The Political Economy of the Legal Infrastructure Underpinning the EU Finances
The Financial Regulation of the European Union
See the project original page on the Rebuilding Macroeconomics website: https://www.rebuildingmacroeconomics.ac.uk/academia-policy-pipeline
This doctoral research project studies the politics of the legal infrastructure underpinning the European Union’s Public Finance, the Financial Regulation of the EU. The doctoral project seeks to address two research questions: (i) How can the Financial Regulation create effects on EU public finances? (ii) What are the effects of the Financial Regulation on the integration EU Public Finances since 2012?

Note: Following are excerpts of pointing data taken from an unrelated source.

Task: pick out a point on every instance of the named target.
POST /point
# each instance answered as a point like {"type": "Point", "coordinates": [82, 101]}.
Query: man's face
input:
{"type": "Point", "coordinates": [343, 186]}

By treating the Financial Regulation of the EU as a toolbox-of-policy-instruments, it aims to understand how implementation provisions come to condition policies which they were supposed to put into motion. The research project will:
- describe the Financial Regulation’s function in policy instrument terms;
- propose a systematization of the ways the Financial Regulation is instrumentalized by policymakers;
- discuss the effects on policy, for example regarding core state powers or governing-through-funding;
- study the effects on inter-institutional balance.
The research wishes to contribute to the debates over EU integration in the realm of public finances, inter-institutional bargaining, and the marketization of public sector budgeting. This research is built principally on semi-structured expert interviews analysed through qualitative thematic analysis.